We all love our daily cuppa joe, but did you know that the coffee industry actually produces a lot of waste? Beyond the disposable paper cups and lids that usually don’t get recycled, much of the waste includes spent coffee grounds.
It’s estimated that 18 million tonnes of coffee grounds goes into landfill each year, where they emit methane – a greenhouse gas 25 times more potent than carbon dioxide over a 100-year period, which is one of the primary causes of global warming.
To make sure that your coffee habit isn’t contributing to climate change, we’ve found three companies around the world to support that have been finding new uses for coffee by-products:
Coffee Cherry Co.
Denver-based Coffee Cherry Co. upcycles coffee cherries from farmers to create coffee flour, which is then used in baked goods, confectionery or in beverages. Not only does this reduce significant amounts of waste, it also prevents the additional greenhouse gas emissions (GHG) that would otherwise be released if the cherries were left to rot in coffee plantations.

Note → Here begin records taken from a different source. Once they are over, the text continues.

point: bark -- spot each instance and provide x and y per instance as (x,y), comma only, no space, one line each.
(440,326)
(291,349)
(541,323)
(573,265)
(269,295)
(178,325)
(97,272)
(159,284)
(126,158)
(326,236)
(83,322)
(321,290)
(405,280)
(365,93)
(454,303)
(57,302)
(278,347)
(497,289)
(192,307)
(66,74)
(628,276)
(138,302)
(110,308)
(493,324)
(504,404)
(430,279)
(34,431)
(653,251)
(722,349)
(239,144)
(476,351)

Belliveau, founder of Coffee Cherry Co and a former Starbucks coffee engineer, explains that the product “has more antioxidants than pomegranate, more iron than spinach, and more fibre than a coconut.” Head to the company’s website for a range of delicious recipes that can be made from coffee flour, from Coffee Cherry Caramel Corn to Coffee Cherry Flour Tortillas. The company’s partners have also used coffee flour to enhance the nutrition and taste of a range of foods, from almond butters to pasta.

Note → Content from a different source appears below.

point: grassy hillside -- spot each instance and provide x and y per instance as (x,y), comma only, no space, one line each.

Learn more at Coffee Cherry Co.
British company Bio-bean has developed a way to upcycle spent coffee grounds while reducing GHG emissions. Leveraging the oil in spent coffee grounds, the company compresses them into biomass pellets and logs, which can then be used to fuel industrial boilers, domestic stoves and multi-fuel burners, replacing the use of virgin wood. Bio-bean’s pellets and logs reduce GHG emissions and are also more efficient – they are also 20% hotter and burn for longer than dried wood.
Realising the residual nutritional value in spent coffee grounds, Bio-bean has also produced a line of spent coffee ground extracts. The extracts can be used as natural flavouring in foods and beverages; they can also be used commercially, as an additive to cosmetics or dyes. When it comes to a circular economy for coffee, Bio-bean is certainly leading the way!
Learn more about Bio-bean
Hong Kong-based social enterprise Eco Greenergy has also been innovating with coffee grounds. Having launched the ‘Zero Grounds Coffee Campaign’ to encourage coffee ground upcycling, they provide a coffee grounds recycling service, upcycling workshops and a coffee grounds recycling tour in the company’s processing factory.

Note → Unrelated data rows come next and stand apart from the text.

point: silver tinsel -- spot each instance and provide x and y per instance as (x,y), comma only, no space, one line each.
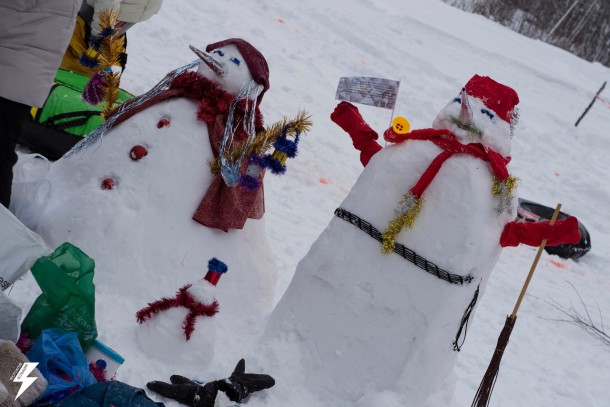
(230,167)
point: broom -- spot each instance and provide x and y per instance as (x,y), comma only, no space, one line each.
(481,398)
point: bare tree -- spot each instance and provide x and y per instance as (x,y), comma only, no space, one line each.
(579,26)
(597,330)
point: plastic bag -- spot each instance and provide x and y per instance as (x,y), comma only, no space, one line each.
(62,362)
(68,295)
(31,188)
(110,394)
(10,318)
(19,248)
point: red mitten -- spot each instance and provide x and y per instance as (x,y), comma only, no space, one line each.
(363,137)
(532,233)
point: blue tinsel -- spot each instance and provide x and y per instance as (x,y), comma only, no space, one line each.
(249,182)
(217,266)
(286,146)
(274,165)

Since its launch, they have already recycled 105.5 tons of coffee grounds, with participating organisations including hotel groups such as Mandarin Oriental, and global coffee chains such as Starbucks and Pacific Coffee.
What’s more – Eco Greenergy also sells a variety of zero-waste products on its e-shop, including coffee scrubbing soaps that were made from spent coffee grounds.
By upcycling coffee cherries and spent coffee grounds, these companies showcase the endless possibilities that come with embracing a circular economy. Not only are they able to reduce waste, but in the process, create products that have a much lower environmental footprint, higher nutritional value and positive impact on the planet.